Reaction Engines is working on the project at Oxford University’s Harwell Facility with funding from the government’s Science and Technology Facility Council. James Barth, who is working on the project, said,

“There’s no reason, without the right funding, we can’t have a small scale rally ready to test within a few years.”

The plane flies in the opposite direction
Can toxic emissions soon become a thing of the past? Photo: Getty Images

Ammonia aircraft energy

To power the engine, ammonia will need to be separated into hydrogen and nitrogen using a heat exchanger and catalyst. The chemical mixture is then burned in the combustion chamber to generate energy. The only exhaust will be harmless steam, nitrogen and possibly nitrous oxide, which can be removed using more ammonia.
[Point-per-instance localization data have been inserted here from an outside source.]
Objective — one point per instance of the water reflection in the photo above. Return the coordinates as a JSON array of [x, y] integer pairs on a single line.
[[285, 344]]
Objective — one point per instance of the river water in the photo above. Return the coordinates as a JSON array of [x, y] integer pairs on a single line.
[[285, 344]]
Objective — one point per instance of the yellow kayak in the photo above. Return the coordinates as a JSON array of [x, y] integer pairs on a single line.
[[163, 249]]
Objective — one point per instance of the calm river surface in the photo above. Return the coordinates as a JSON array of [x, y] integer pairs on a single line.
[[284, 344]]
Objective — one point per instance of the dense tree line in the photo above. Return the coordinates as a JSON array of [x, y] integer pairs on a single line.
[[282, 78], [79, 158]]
Mr. Barth said,

“The fuel can actually filter its own flue gas.”

Ammonia is currently priced similarly to kerosene, although it would be more expensive to produce purely green ammonia. However, higher production costs can be offset by a low carbon tax. One of the downsides of ammonia compared to conventional fuels is the lower energy density, which means the aircraft will have a slightly shorter range.

Southwest 737
The UK’s breakthrough could mean cleaner skies over our cities. Photo: Getty Images

Governments are determined to reduce carbon emissions

With airlines around the world being hit by the coronavirus pandemic, we’ve seen the skies cleaner and clearer, giving the realization that air travel needs to be more environmentally friendly. Since many governments were forced to bail out their national carriers to keep them afloat after the crisis, they linked loans to emissions targets.

The UK government has committed last year to zero net emissions by 2050. Several battery-powered aircraft trials have been conducted and companies like Airbus, Rolls-Royce and Siemens are considering new technology.

Reaction Engines CEO Mark Thomas said,

“Pandemic can help promote green tourism. We have lived under clear skies for the past few months. ” He added, “Obviously there will be a real technological dynamics.”

It is possible that the COVID-19 cloud will provide a silver layer for much cleaner air travel.

What do you think about promoting greener flying? Let us know in the comments.